DOI: https://doi.org/10.1094/PHYTO-07-20-0299-FI

Interpretive Summary: Tracking and understanding the diversity and structure of a pathogen's population is important for developing sound management approaches for plant diseases that mitigate disease spread and crop damage. Assessing population diversity and structure can be complicated, costly, and time consuming with certain organisms that have complex genomes and must be cultured on living tissue of their host. In this research, we use the hop powdery mildew system as a model to demonstrate how extant genetic markers can be adapted for a cost-effective, high-throughput sequencing to enable processing of hundreds of markers across hundreds of samples without the need for pathogen culture.

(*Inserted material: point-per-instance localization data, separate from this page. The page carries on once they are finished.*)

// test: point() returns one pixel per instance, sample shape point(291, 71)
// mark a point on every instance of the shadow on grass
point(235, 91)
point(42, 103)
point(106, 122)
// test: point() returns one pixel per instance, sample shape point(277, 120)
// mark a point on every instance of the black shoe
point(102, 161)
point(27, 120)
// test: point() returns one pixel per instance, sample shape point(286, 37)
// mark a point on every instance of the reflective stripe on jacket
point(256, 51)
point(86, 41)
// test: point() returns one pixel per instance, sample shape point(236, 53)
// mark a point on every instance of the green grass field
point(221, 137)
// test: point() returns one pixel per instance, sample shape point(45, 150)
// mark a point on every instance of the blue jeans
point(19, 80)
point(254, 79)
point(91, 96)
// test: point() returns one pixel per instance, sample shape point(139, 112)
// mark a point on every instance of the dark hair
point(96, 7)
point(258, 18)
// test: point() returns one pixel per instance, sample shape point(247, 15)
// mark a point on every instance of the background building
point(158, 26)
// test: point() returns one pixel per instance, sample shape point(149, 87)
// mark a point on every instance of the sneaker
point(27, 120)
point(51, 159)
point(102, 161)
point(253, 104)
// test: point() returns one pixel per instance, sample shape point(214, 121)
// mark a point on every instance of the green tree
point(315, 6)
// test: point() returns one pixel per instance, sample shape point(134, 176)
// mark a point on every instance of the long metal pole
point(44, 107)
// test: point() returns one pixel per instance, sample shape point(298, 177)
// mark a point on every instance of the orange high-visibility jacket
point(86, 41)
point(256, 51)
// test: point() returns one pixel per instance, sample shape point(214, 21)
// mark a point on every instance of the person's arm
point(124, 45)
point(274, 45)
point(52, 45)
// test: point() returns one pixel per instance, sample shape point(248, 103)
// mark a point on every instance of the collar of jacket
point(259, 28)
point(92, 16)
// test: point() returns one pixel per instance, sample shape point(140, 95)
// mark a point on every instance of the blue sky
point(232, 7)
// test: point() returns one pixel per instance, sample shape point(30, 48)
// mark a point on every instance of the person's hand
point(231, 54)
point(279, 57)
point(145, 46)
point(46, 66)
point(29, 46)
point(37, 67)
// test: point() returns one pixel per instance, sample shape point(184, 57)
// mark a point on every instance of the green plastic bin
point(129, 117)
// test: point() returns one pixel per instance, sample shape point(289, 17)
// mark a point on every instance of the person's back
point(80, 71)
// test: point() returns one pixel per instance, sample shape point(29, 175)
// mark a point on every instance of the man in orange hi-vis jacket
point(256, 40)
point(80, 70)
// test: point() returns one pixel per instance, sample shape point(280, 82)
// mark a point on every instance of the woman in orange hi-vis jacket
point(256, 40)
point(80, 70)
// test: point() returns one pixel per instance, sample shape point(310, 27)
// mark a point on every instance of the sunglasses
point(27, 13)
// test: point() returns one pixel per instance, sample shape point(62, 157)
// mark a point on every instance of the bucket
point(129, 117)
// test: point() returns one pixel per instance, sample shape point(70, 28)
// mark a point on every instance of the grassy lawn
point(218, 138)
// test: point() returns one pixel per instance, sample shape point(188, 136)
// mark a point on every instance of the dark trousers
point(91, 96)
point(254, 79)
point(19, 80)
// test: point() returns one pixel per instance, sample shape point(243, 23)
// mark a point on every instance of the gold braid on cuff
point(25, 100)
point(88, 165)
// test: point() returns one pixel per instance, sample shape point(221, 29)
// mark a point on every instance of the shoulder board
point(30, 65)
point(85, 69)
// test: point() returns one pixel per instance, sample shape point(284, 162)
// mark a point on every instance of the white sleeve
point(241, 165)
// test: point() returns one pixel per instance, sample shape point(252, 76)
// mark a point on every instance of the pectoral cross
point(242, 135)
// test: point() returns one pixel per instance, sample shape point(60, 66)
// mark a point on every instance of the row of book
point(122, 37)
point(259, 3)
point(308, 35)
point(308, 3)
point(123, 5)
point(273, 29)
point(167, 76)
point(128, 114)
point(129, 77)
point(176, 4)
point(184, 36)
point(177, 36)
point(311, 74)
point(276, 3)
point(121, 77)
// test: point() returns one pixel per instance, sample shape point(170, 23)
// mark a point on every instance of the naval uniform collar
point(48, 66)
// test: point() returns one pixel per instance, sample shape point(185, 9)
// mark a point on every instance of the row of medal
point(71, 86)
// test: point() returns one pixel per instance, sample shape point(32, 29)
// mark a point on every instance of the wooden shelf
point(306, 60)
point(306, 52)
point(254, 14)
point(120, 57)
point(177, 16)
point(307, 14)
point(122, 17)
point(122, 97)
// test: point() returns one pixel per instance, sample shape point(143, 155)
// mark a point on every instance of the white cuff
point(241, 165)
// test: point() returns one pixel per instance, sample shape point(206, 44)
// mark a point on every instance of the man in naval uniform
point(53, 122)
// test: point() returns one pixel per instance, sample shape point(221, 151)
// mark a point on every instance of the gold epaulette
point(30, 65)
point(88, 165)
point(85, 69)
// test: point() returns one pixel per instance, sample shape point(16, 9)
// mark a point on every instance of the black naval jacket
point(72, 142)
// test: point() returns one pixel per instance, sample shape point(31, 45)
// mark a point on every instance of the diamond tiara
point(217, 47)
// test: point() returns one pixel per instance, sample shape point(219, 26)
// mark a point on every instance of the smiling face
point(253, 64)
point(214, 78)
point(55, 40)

We apply this technology to demonstrate that the hop powdery mildew fungus has distinct populations on wild versus cultivated plants in the eastern U.S., supporting recent findings that the pathogen population in the U.S. may be derived from Europe, and quantify distribution of virulent strains of the fungus. This research has immediate implications for the spread of the hop powdery mildew fungus, but more broadly the methods should be transferable to other organisms where genetic marker data are available yet potentially difficult to apply at scale.

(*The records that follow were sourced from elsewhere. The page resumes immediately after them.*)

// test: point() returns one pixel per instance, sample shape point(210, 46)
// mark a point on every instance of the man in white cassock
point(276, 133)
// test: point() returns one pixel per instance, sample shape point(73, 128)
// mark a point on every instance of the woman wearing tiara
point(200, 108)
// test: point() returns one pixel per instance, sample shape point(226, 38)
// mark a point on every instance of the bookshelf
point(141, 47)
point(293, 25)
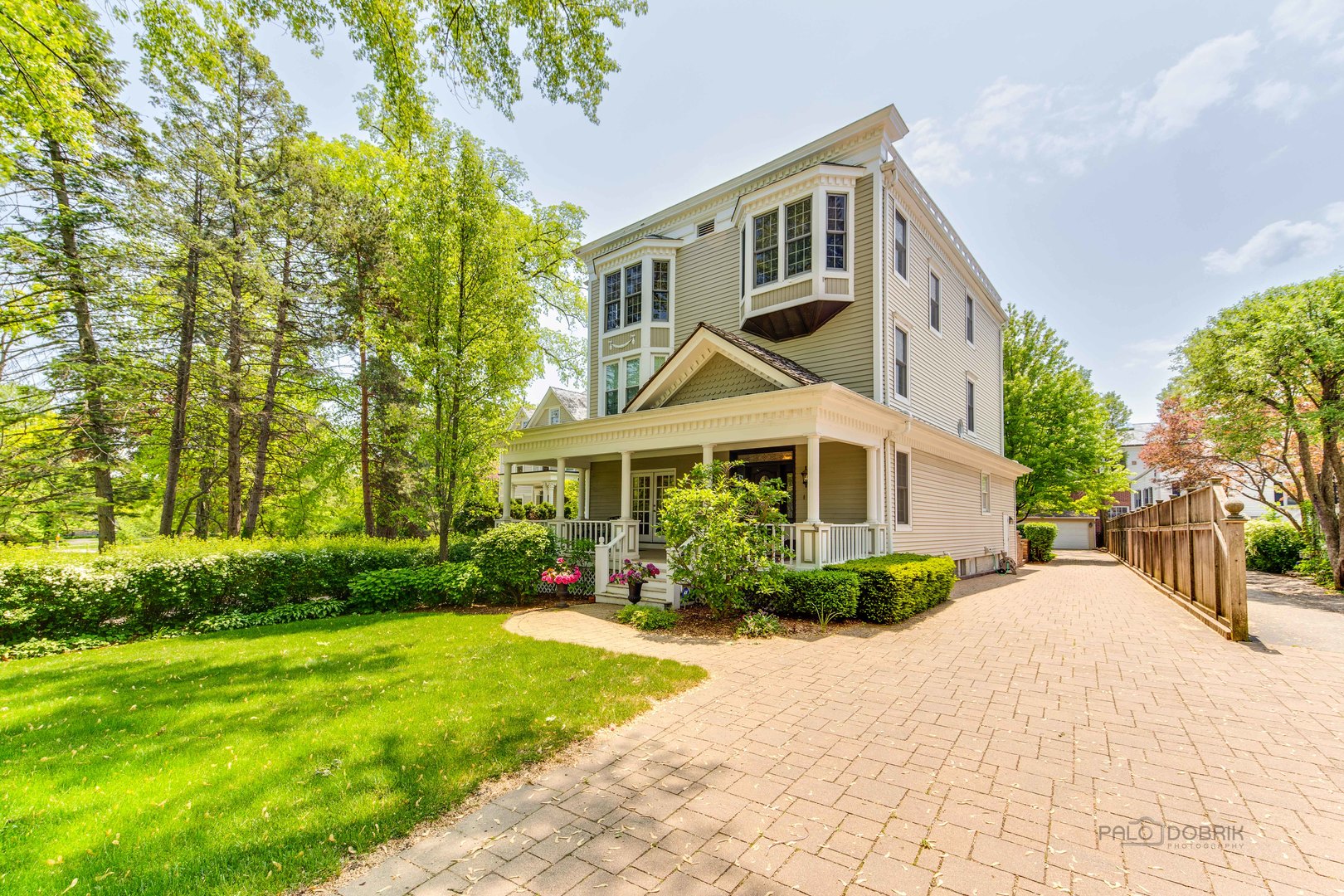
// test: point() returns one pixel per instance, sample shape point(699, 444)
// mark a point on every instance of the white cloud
point(1280, 242)
point(1283, 97)
point(1202, 80)
point(933, 156)
point(1309, 21)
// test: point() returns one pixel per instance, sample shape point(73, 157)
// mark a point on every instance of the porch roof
point(827, 410)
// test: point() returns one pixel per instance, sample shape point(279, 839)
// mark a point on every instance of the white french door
point(647, 490)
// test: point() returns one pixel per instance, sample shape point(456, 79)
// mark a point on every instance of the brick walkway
point(975, 750)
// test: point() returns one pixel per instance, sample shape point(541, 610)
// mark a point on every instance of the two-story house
point(817, 320)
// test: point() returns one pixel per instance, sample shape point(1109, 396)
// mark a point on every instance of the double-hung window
point(835, 231)
point(902, 488)
point(797, 236)
point(901, 358)
point(898, 242)
point(660, 305)
point(934, 301)
point(632, 377)
point(611, 299)
point(611, 382)
point(765, 234)
point(633, 293)
point(971, 406)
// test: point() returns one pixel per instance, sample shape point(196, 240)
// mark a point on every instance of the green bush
point(511, 558)
point(1273, 546)
point(446, 585)
point(645, 618)
point(825, 594)
point(134, 592)
point(898, 586)
point(760, 625)
point(1040, 540)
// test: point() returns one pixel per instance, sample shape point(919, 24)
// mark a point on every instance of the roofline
point(889, 117)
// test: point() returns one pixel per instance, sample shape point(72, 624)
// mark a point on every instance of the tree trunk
point(364, 484)
point(234, 399)
point(97, 430)
point(182, 386)
point(202, 529)
point(268, 409)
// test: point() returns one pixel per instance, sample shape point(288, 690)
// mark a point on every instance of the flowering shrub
point(563, 572)
point(632, 572)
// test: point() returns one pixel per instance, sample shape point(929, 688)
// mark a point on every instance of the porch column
point(626, 485)
point(559, 488)
point(813, 479)
point(874, 486)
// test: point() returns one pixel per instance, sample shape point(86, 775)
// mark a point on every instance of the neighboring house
point(1148, 485)
point(537, 483)
point(817, 320)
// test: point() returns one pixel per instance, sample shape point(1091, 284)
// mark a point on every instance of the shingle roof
point(778, 362)
point(574, 402)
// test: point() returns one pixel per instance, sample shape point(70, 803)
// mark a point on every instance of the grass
point(254, 761)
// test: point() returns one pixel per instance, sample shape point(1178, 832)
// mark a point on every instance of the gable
point(718, 377)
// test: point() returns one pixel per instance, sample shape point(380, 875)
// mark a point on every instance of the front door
point(647, 490)
point(769, 464)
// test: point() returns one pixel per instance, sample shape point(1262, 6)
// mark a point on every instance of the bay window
point(836, 227)
point(767, 247)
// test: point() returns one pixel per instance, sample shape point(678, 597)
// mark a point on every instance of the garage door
point(1074, 535)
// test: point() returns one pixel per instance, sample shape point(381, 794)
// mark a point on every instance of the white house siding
point(938, 362)
point(945, 509)
point(709, 288)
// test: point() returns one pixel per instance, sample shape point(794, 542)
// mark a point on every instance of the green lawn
point(253, 761)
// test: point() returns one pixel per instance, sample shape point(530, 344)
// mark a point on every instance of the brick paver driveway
point(975, 750)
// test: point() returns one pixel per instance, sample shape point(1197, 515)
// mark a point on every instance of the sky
point(1122, 169)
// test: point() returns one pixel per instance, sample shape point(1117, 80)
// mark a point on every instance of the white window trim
point(899, 210)
point(901, 323)
point(933, 273)
point(910, 494)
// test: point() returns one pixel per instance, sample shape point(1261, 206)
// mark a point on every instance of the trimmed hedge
point(898, 586)
point(134, 592)
point(1040, 540)
point(446, 585)
point(824, 594)
point(1273, 546)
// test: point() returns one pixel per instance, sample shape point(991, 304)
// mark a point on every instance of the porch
point(626, 462)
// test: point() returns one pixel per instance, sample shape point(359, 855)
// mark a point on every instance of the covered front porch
point(830, 460)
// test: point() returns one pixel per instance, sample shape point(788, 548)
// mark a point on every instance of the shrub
point(715, 543)
point(898, 586)
point(760, 625)
point(645, 618)
point(1273, 546)
point(136, 590)
point(446, 585)
point(825, 594)
point(511, 558)
point(1040, 540)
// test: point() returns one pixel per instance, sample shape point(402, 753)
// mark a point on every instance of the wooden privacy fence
point(1194, 548)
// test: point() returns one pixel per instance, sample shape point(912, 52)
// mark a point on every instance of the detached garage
point(1075, 533)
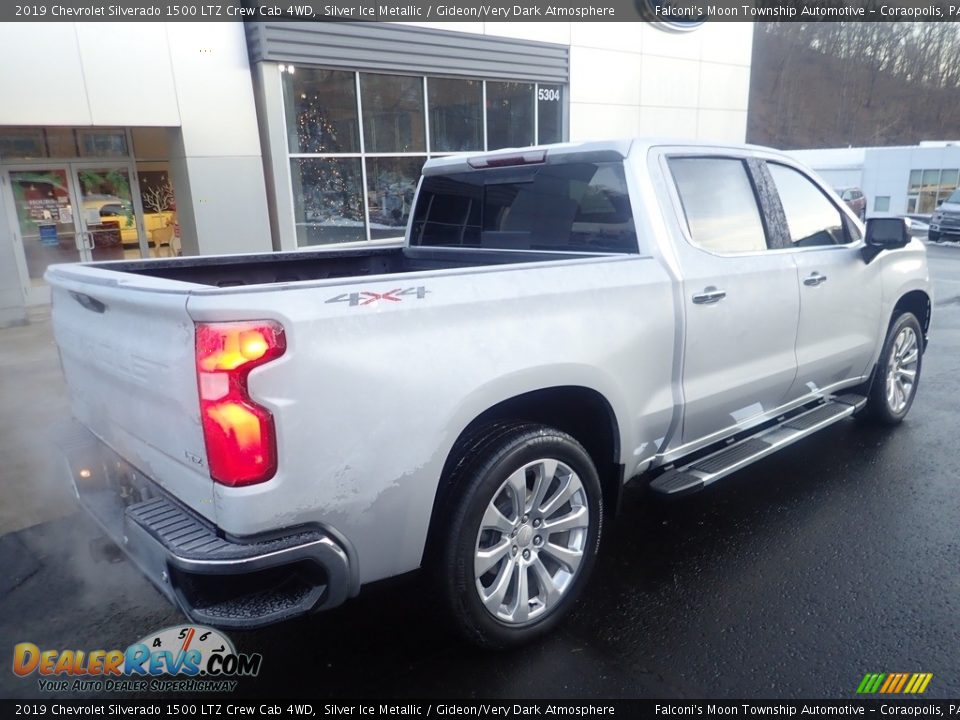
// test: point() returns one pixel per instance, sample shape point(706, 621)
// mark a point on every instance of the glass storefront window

Technical Abstract: Obligately biotrophic plant pathogens pose challenges in population genetic studies due to their genomic complexity and elaborate culturing requirements with limited biomass. Hop powdery mildew (Podosphaera macularis) is an obligately biotrophic ascomycete that threatens sustainable hop production. P. macularis populations of the Pacific Northwest (PNW) United States (US) differ from those of the Midwest and Northeastern US, lacking one of two mating types needed for sexual recombination and harboring two strains that are differentially aggressive on the cultivar ‘Cascade’ and able to overcome the Humulus lupulus R-gene R6 (V6), respectively. To develop a high-throughput marker platform for tracking the flow of genotypes across the US and internationally, we used an existing transcriptome of diverse P. macularis isolates to design a multiplex of 54 Amplicon Sequencing markers, validated across a panel of 391 US samples and 123 international samples. The results suggest that P. macularis from US commercial hop yards form one population closely related to P. macularis of the UK, while P. macularis from US feral hop locations grouped with P. macularis of Eastern Europe. Included in this multiplex was a marker that successfully tracked V6-virulence in 65 of 66 samples with a confirmed V6-phenotype. A new qPCR assay for high-throughput genotyping of P. macularis mating type generated the highest resolution distribution map of P. macularis mating type to date. Together, these genotyping strategies enable the high-throughput and inexpensive tracking of pathogen spread among geographical regions from single-colony samples and provide a roadmap to develop markers for other obligate biotrophs.